Based on the survey responses, McFayden said, the WildFireSat team assessed how they could meet the fire community’s needs given the technology available and associated costs.

Now, he said, discussions are under way about how to best present satellite data to support fire managers’ decision-making.

Preparing for launch

McFayden and his colleagues want WildFireSat to be useful to fire managers, but they also want fire managers to be ready to use it when it launches in 2029.

Waiting for fire management agencies to adopt the technology organically would be “an inefficient use” of WildFireSat’s finite orbit time, they wrote in a 2023 paper.

“There can be hesitancy to introduce new things in fire management if it’s not done in an appropriate manner,” McFayden said. “Because of how high-stakes things are, you can’t have things fail on you when you really need them.”

Although McFayden said fire managers love innovation and are a “wickedly creative” bunch, he said they have to trust new technologies to use them regularly or at a large scale.

“To come in and say, ‘I’ve got something new and you have to use it in a totally different way’ – that takes care and time to do properly,” he said.

To that end, the WildFireSat crew has put together a “knowledge exchange team” to allow the satellite system’s development team and fire managers to learn from each other.

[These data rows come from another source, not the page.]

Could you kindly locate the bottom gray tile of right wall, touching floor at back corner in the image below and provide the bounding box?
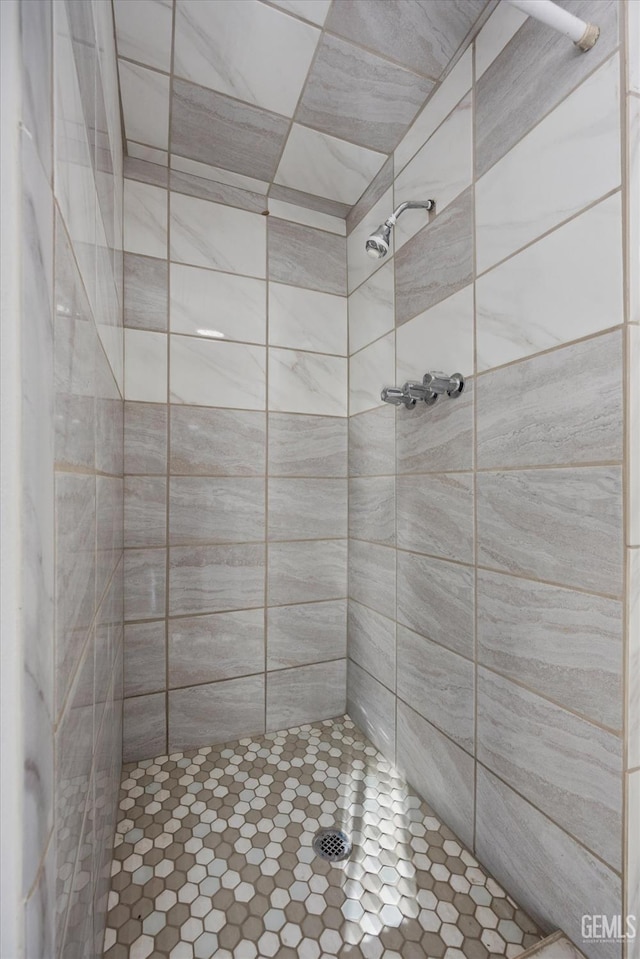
[347,660,396,762]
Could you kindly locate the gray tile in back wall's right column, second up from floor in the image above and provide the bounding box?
[267,599,347,669]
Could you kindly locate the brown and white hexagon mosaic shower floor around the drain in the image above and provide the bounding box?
[104,716,542,959]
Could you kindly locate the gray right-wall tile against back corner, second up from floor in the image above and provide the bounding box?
[347,600,396,689]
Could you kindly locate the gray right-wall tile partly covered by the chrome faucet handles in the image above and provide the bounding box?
[396,378,474,473]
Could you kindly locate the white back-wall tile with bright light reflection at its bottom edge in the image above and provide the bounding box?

Each fire management agency has appointed a “knowledge broker” to the team who knows the agency well, McFayden said.

Not only have these knowledge brokers been informing WildFireSat about questions to ask and who to direct those questions to within agencies, but they also served as points of contact during an assessment of fire management agencies’ readiness to implement WildFireSat in their operations.

The study’s results, which were published earlier this year, found that there is room for improvement in agencies’ understanding of remote sensing, their organizational capacity to integrate new technology, and their IT systems’ abilities to adapt.

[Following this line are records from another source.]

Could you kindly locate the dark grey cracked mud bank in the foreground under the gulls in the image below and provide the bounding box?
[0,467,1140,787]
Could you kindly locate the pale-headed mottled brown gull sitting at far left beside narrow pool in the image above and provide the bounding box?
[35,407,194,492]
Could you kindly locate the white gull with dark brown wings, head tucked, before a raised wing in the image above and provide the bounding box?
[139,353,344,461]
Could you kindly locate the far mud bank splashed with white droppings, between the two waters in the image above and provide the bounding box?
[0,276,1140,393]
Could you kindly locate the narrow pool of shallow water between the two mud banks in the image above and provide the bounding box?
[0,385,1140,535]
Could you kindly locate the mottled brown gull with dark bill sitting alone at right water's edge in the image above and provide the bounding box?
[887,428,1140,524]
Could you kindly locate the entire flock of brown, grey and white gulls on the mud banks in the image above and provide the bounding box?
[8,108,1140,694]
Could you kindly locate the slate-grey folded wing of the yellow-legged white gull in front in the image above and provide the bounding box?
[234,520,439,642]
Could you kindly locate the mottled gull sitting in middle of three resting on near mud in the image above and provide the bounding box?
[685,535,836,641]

In the NWT, McFayden said readiness challenges mostly revolve around limited capacity due to the agency’s relatively small size, though he noted the territory’s strength in information systems and agility in integrating new products.

He described the NWT as one of the heavier users of remote sensing data in Canada, in part due to the sheer size of the area that needs to be monitored for fires.

Fire smoke on the southern edge of Sambaa K'e is seen in a Sentinel-2 satellite image from July 1, 2023.

“NWT has a lot of experience given the remoteness of some areas where satellites are sometimes the only available information,” McFayden wrote in an email to Cabin Radio.

(Cabin Radio reached out to NWT Fire for this article but did not hear back prior to publication.)

The team is now working to create course materials for remote sensing in operational fire management and are in the midst of creating a community of practice, where experts can connect and learn from one another. McFayden said NWT Fire staff are participating in both of these initiatives.

All the while, McFayden said he and his colleagues are continuing to engage with fire experts to better understand their business. Earlier this summer, McFayden travelled to Yellowknife for a remote sensing symposium, where he gave a presentation to a science-minded crowd. He said he also took the opportunity to visit a fire base, to learn about the challenges fire managers are facing, and to build rapport.

Building relationships and being part of the fire community have been integral to engagements so far, according to McFayden.

“It’s a high-trust, high-stakes organization,” he said.

Asked if he thinks the fire management community will be ready for WildFireSat when it launches, McFayden said he is optimistic.

“We’re at this place in time where the technology is available, the willingness is there,” he said.

He added that fire seasons like 2023 drive home the importance of the innovative thinking required in fire management in the coming decades.